J’aimerais vous expliquer, ma vie, comment ça se passe, où est la frontière floue du non-conventionnel, et comment je me suis retrouvée ici. J’aimerais pouvoir tracer des limites, un profil, détailler tout ça, et me glisser dans une jolie boite avec une étiquette dessus, pour faire plaisir aux gens-qui-aiment-bien-tout-mettre-dans-des-cases-parce-que-c’est-rassurant. Le truc c’est que… j’ai jamais trouvé les choses aussi évidentes que ce qui se passe pour moi depuis quelques temps.

J’ai dit évidentes. J’ai pas dit « normales ». J’haïs ce mot. Pourtant, il faut me rendre à l’évidence, je fais un rapide tour d’horizon de la-plupart-des-gens-autour-de-moi, j’observe, je vois les réactions lorsque je présente mes choix de vie. On respecte, on approuve, ou non, on questionne parfois. On partage rarement. « Ah oui, moi, je pourrais pas ». Et puis je retourne le gant et paf, ça fait une jolie frontière, celle qu’on appelle « la norme ».

N’empêche que, de mon point de vue, le bizarre, c’est les autres.

C’est ceux qui vont au boulot de 9 à 5 (ou, mettons, 9 à 8 pour les plus Parisiens d’entre vous), du lundi au vendredi, et qui gagnent à peine de quoi payer le loyer exhorbitant de leur T2 intra-muros.
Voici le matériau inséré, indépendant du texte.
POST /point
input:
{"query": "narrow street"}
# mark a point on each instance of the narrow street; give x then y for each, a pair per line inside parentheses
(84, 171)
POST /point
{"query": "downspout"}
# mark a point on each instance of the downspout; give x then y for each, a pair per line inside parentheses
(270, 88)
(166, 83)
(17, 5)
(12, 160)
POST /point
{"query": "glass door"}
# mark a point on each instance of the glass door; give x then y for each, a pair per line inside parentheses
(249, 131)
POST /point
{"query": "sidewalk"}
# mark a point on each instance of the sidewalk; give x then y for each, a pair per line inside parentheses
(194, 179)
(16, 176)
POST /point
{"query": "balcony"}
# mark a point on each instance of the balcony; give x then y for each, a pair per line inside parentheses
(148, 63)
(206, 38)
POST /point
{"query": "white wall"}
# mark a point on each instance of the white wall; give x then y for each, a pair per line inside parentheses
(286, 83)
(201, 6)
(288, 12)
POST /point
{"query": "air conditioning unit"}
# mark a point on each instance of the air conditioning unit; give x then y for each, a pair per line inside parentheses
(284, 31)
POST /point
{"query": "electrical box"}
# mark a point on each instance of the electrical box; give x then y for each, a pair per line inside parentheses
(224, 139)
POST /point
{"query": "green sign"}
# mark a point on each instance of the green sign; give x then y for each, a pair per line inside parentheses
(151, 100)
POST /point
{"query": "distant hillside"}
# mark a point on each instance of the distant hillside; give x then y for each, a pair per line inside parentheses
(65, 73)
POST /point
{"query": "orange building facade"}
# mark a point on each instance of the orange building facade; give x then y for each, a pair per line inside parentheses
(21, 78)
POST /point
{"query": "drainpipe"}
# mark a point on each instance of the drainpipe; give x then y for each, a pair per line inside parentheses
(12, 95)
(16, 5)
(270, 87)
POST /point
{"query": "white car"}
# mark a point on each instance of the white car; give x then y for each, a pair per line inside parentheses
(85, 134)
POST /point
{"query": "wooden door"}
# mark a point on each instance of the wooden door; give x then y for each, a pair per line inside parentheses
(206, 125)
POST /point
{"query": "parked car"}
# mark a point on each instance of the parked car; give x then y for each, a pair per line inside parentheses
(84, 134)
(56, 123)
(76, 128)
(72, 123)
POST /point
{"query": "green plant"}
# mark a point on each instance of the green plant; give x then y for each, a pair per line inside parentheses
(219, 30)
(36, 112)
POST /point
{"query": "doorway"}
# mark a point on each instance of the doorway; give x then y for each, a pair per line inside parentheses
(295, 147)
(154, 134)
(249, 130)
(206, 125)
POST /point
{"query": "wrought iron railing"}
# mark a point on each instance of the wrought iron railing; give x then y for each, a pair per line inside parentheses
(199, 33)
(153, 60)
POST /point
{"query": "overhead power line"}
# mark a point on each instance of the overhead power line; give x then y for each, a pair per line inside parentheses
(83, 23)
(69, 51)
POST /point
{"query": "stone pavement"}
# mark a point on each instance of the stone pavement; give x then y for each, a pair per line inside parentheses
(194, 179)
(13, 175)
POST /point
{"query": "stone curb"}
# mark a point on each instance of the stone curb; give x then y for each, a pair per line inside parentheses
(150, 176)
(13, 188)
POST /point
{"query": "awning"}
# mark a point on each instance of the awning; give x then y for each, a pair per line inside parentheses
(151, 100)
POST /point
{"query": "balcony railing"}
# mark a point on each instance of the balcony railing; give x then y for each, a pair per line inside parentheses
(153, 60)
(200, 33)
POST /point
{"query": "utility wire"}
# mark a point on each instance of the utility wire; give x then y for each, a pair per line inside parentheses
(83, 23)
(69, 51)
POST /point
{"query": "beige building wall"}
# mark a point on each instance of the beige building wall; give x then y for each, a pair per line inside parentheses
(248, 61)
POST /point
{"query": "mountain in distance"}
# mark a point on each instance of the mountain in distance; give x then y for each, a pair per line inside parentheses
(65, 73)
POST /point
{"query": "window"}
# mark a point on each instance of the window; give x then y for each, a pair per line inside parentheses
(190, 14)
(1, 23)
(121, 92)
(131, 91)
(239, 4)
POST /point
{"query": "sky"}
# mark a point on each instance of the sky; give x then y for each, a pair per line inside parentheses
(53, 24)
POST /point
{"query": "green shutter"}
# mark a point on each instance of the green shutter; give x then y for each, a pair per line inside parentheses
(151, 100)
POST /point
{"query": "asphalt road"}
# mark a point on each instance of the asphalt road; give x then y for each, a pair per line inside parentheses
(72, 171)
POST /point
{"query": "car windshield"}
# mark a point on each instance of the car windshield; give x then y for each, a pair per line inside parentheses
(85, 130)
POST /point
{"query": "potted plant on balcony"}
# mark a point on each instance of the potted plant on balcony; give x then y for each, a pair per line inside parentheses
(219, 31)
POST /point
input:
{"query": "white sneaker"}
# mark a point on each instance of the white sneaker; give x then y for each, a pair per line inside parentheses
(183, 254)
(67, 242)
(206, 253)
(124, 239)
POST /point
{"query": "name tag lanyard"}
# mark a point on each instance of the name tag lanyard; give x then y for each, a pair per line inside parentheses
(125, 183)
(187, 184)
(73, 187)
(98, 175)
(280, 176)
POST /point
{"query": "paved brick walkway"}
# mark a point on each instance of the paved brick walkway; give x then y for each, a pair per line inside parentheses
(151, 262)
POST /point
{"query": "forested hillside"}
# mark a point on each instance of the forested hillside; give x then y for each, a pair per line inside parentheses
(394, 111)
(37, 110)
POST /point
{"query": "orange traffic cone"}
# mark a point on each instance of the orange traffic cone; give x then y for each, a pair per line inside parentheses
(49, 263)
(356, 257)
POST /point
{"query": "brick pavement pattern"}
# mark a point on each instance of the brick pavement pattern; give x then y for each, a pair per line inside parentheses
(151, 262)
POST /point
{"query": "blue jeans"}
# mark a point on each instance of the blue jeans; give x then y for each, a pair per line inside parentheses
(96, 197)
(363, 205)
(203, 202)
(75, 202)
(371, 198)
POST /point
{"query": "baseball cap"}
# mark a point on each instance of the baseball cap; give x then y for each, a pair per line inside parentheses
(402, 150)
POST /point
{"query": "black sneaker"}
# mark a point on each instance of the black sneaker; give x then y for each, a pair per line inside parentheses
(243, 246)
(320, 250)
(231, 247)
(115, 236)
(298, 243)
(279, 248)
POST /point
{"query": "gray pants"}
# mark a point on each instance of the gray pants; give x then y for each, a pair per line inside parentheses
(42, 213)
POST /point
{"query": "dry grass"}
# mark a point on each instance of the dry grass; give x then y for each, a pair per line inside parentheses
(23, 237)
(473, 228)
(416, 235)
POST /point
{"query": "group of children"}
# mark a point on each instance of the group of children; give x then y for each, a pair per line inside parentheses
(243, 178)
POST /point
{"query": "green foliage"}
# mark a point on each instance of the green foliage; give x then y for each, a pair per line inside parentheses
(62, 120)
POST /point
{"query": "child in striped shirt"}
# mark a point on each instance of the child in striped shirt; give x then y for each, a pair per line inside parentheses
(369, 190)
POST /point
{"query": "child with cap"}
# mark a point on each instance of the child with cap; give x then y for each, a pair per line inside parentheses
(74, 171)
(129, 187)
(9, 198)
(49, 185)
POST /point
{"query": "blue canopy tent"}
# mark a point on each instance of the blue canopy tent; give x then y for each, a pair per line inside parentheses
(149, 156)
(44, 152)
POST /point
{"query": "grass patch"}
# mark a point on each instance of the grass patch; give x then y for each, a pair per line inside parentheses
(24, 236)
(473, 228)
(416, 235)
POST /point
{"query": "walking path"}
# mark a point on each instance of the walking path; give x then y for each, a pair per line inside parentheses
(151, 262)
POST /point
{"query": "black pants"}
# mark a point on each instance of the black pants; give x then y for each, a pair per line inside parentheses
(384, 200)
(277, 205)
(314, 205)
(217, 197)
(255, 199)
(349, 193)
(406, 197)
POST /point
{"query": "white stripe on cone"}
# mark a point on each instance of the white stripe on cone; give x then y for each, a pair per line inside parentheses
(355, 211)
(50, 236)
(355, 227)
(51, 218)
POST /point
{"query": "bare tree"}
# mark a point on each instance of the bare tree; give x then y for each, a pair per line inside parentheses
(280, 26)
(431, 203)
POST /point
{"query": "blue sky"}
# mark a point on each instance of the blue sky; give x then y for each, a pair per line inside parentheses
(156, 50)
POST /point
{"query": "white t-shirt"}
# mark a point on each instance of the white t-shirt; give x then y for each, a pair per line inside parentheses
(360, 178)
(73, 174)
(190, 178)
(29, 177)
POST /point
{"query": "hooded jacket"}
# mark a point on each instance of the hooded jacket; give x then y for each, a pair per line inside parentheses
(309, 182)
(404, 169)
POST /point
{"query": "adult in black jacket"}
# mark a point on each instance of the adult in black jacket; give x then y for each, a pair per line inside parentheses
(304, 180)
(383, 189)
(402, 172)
Ceux qui lisent les magazines féminins pour y trouver des conseils sur comment s’habiller, où partir en vacances, les joies des smoothies verts, comment reconquérir votre mec en lui faisant la pipe de sa vie – et si vous faites pas l’amour au moins une fois par semaine, votre couple va mal. Ceux qui savent où ils seront dans 10 ans, parce que leur job propose une évolution hiérarchique naturelle, avec boni et voiture de fonction. Ceux qui partent en vacances dans des resorts tout inclus ; ceux qui se marient à l’église en robe blanche et baptisent leurs enfants « pour la tradition » ;  ceux qui s’attristent ou se félicitent des stats d’une campagne de pub ; ceux qui se séparent parce que leur conjoint a couché avec quelqu’un d’autre. Ceux qui préfèrent taire leurs idées plutôt que d’entrer en conflit. Ceux qui s’énervent pour rien, ou tout, ceux qui passent leur temps à se plaindre mais trouvent toutes les raisons possibles de ne surtout rien changer. Ceux qui ont peur de tout. Ceux qui acceptent les règles sans réfléchir à leurs fondements, qui se fondent en silence dans la foule, parce que c’est plus simple ainsi.

Louis-Dumas-Veronneau

La vérité, maintenant. J’ai été comme les autres. Pendant des années je me suis pas vraiment posé de questions. C’était normal de rester au bureau 10 heures par jour alors que j’avais rien à faire la moitié de la semaine et que je formais des stagiaires pendant les jours restants – c’est la vie d’agence, faut payer le loyer, les factures. C’était normal de payer 1400 euro pour un 50m2 pour lequel on avait dû fournir un garant alors qu’on gagnait 3 fois le loyer à deux – en fait on trouvait même qu’on était chanceux. C’était normal de me demander le matin si ma robe était pas trop courte, et qu’est ce qu’on va penser de moi si je me tatoue ; normal de me faire mettre une main au cul dans le métro – c’est le métro ; normal que mon mec soit jaloux que je fasse des câlins à un ami (garçon), puis d’ailleurs les câlins ça se fait pas, on touche pas les gens avec qui on a pas de relation intime, c’est pas bien. C’était normal de faire une job « à responsabilités » – j’ai fait des études pour ça, pas question de gâcher mon potentiel ; normal de me remettre en question constamment – parce que peut être que si mon boss/mes collègues/mon client me traitent comme une sous-merde c’est que le problème vient de moi ; de penser que c’est la suite logique des choses que de travailler pour cette entreprise super connue et que ça fera beau sur mon CV, même si elle traite ses employés comme des objets interchangeables et fait son CA sur le dos de stagiaires à durée indéterminée. Pendant des années, j’ai écrit dans mes lettres de motivation que je cherchais une job qui pourrait me permettre de m’épanouir autant professionnellement que personnellement. Et j’y croyais.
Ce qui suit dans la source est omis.